11/21/2012 03:22 pm ET Updated Jan 21, 2013

The Generals' Affairs Shouldn't Surprise Christians

Perhaps it should not come as much of a surprise to any of us. You take strong men and put them in foreign countries, away from their wives, for a long time. You add an attractive woman as a constant companion. Unfortunately stuff happens. Then add a major touch of jealousy and things get out of hand. Suddenly things have really gotten complicated with e-mails from another general to another woman. The question of financial benefits, "questionable loans," lobbyist influence have all been brought to the surface. It is not our finest hour. And suddenly there are issues at other bases of sexual misconduct.

It is one of the fringe benefits of the orthodox historic Christian faith that one is not surprised or shocked by these revelations. Within the historic Christian faith there is the acknowledgement that we are all sinners. "There is none righteous, no, not one." We have all sinned. We all have within us that troubling combination of "partly saint and partly sinner." When these kinds of secrets become known we are not shocked or surprised. We know that even the best of our breed has within her these forces that work to her destruction. Each of us has within us the best of intentions. Each of us has a "dark side" that emerges in different ways. The Generals acted out their urges in one way, maybe others express them in reading "Fifty Shades of Gray." The dark side comes out in some by selling bonds they know are junk. Some allow their greed to steal an idea from an inventor and get it made in China. The historic Christian faith knows that we are all sinners and do the evil that we would not really want to do. The historic Christian faith knows that. There are versions of the Christian faith now that never talk about sin and evil.

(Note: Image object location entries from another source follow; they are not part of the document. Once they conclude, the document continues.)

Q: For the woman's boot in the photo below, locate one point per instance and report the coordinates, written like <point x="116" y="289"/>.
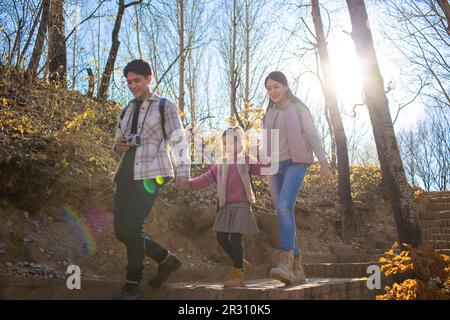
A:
<point x="284" y="271"/>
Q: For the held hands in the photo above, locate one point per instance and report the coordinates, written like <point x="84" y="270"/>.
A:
<point x="182" y="183"/>
<point x="324" y="172"/>
<point x="121" y="145"/>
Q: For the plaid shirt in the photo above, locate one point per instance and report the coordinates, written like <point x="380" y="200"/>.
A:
<point x="155" y="157"/>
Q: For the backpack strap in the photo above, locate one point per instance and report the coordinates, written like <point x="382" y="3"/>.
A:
<point x="162" y="103"/>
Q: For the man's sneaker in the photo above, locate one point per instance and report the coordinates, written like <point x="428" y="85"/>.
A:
<point x="130" y="291"/>
<point x="169" y="265"/>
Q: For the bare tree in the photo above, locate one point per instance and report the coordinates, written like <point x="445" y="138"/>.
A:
<point x="425" y="151"/>
<point x="408" y="228"/>
<point x="115" y="43"/>
<point x="39" y="42"/>
<point x="344" y="190"/>
<point x="57" y="52"/>
<point x="422" y="38"/>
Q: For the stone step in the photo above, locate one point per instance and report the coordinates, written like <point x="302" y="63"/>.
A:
<point x="444" y="237"/>
<point x="437" y="194"/>
<point x="337" y="270"/>
<point x="348" y="258"/>
<point x="260" y="289"/>
<point x="439" y="244"/>
<point x="439" y="199"/>
<point x="445" y="214"/>
<point x="443" y="251"/>
<point x="438" y="206"/>
<point x="435" y="223"/>
<point x="435" y="230"/>
<point x="385" y="245"/>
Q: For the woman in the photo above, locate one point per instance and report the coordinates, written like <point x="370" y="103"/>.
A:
<point x="298" y="139"/>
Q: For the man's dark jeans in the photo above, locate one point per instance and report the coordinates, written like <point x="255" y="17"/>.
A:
<point x="133" y="204"/>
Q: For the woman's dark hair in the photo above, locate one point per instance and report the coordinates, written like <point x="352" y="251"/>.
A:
<point x="138" y="66"/>
<point x="279" y="77"/>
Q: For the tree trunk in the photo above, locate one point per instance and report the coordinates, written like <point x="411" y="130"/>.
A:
<point x="91" y="81"/>
<point x="103" y="90"/>
<point x="74" y="51"/>
<point x="446" y="8"/>
<point x="408" y="228"/>
<point x="138" y="27"/>
<point x="57" y="55"/>
<point x="234" y="82"/>
<point x="192" y="72"/>
<point x="344" y="189"/>
<point x="180" y="4"/>
<point x="30" y="36"/>
<point x="247" y="60"/>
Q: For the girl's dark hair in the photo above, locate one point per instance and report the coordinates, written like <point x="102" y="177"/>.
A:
<point x="138" y="66"/>
<point x="279" y="77"/>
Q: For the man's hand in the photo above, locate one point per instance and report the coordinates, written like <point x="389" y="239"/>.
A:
<point x="182" y="183"/>
<point x="121" y="145"/>
<point x="324" y="172"/>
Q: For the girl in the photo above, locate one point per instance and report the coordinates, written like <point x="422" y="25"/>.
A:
<point x="298" y="139"/>
<point x="235" y="196"/>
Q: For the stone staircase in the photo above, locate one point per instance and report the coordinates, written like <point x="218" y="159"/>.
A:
<point x="338" y="276"/>
<point x="260" y="289"/>
<point x="435" y="221"/>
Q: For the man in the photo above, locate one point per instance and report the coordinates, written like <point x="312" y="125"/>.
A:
<point x="146" y="131"/>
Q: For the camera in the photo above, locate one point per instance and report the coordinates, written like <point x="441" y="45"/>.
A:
<point x="133" y="140"/>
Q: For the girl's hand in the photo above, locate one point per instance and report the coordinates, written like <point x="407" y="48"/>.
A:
<point x="324" y="171"/>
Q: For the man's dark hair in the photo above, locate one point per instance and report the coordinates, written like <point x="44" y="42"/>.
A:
<point x="138" y="66"/>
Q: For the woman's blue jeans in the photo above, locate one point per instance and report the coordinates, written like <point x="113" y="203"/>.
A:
<point x="284" y="188"/>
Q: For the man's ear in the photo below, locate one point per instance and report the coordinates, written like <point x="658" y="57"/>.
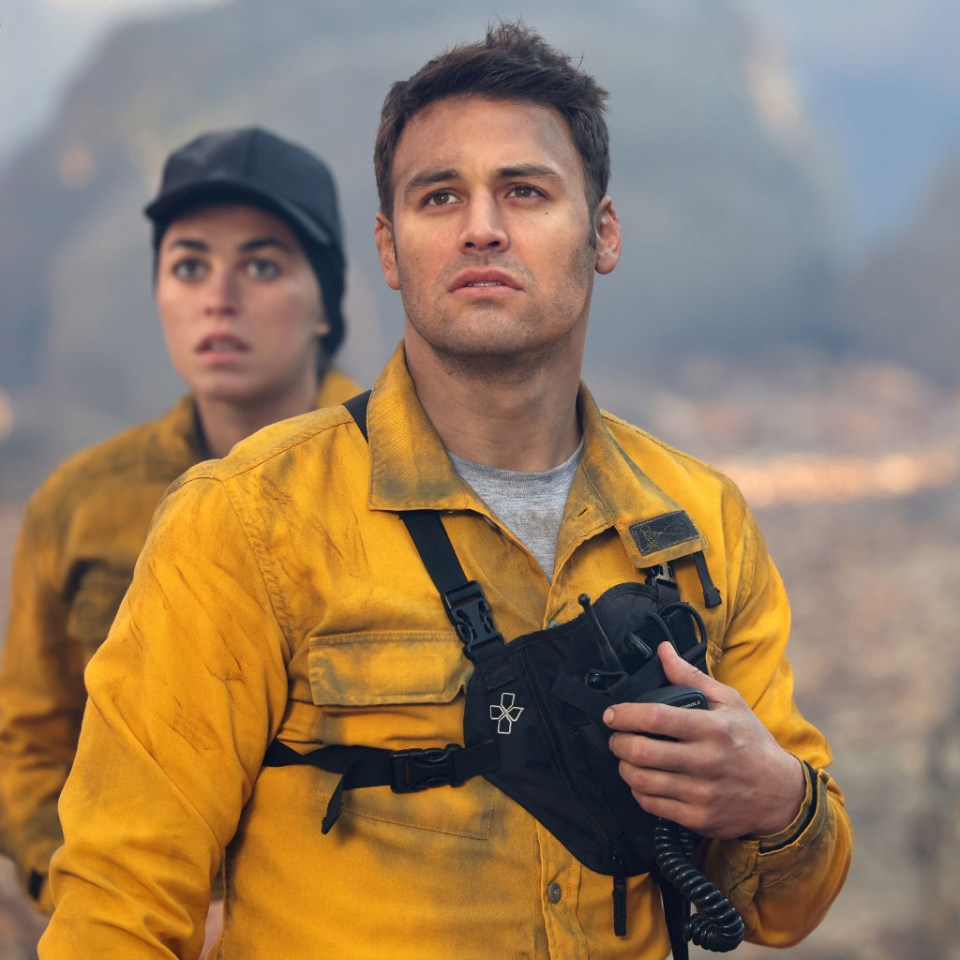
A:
<point x="609" y="240"/>
<point x="387" y="248"/>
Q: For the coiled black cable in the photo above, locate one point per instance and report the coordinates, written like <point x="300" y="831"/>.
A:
<point x="717" y="926"/>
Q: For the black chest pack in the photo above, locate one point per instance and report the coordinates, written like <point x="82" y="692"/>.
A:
<point x="533" y="727"/>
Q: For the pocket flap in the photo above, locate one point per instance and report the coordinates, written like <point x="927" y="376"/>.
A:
<point x="378" y="668"/>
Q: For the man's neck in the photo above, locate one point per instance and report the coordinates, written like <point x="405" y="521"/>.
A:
<point x="513" y="419"/>
<point x="226" y="423"/>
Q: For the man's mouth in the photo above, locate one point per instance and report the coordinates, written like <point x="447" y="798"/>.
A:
<point x="479" y="279"/>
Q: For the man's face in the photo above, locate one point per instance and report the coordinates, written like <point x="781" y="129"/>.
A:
<point x="240" y="305"/>
<point x="492" y="244"/>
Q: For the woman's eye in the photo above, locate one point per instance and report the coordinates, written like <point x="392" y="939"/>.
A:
<point x="262" y="269"/>
<point x="189" y="269"/>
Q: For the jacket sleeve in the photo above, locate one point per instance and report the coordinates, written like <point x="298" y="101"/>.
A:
<point x="183" y="698"/>
<point x="781" y="885"/>
<point x="41" y="702"/>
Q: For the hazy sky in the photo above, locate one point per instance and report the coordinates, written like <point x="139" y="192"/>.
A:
<point x="905" y="114"/>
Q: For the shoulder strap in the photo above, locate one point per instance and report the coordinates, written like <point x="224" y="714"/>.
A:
<point x="357" y="406"/>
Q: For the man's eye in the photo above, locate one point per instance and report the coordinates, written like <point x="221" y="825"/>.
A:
<point x="189" y="269"/>
<point x="441" y="198"/>
<point x="261" y="269"/>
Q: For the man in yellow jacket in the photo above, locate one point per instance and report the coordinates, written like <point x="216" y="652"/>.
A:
<point x="250" y="272"/>
<point x="281" y="609"/>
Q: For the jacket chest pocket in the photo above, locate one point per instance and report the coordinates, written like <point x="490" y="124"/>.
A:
<point x="398" y="691"/>
<point x="94" y="606"/>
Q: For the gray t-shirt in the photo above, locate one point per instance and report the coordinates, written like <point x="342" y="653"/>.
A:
<point x="529" y="504"/>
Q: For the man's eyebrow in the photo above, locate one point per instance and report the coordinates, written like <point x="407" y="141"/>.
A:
<point x="430" y="178"/>
<point x="531" y="170"/>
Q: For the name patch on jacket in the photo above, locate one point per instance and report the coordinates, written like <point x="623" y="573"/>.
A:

We are not surprised by such affairs. We are saddened by them. We regret that they happened. We mourn for the family, the wives, the children, the co-workers who are disappointed by the actions of their husbands, fathers and leaders.

The fact that we see the sinfulness of others ought to remind us again of our own sinful nature, our own potential for such actions and evoke from us a little humility and compassion for all. There is the story of Jesus and the woman caught in adultery in which Jesus suggests that the person without sin cast the first stone. No one threw a stone. They all were condemned by their own past. (Incidentally, where was the man in that affair? The woman was caught in the act of adultery, where was the man at this trial. The man was supposed to be stoned as well when caught in adultery in that society.) Certainly there will be consequences for the affairs, for these relationships that have gotten out of hand.

There is a world of different between a Bernie Madoff and his evil and these sexual activities. There are levels of harm that result from the various behaviors. We do not know the full harm that may have been done in these affairs. But those of us of the historic Christian faith are not shocked nor surprised by these revelations. And there is no righteous condemnation of these human beings. We can hope there is a way to redeem the future for them and for those affect by these events.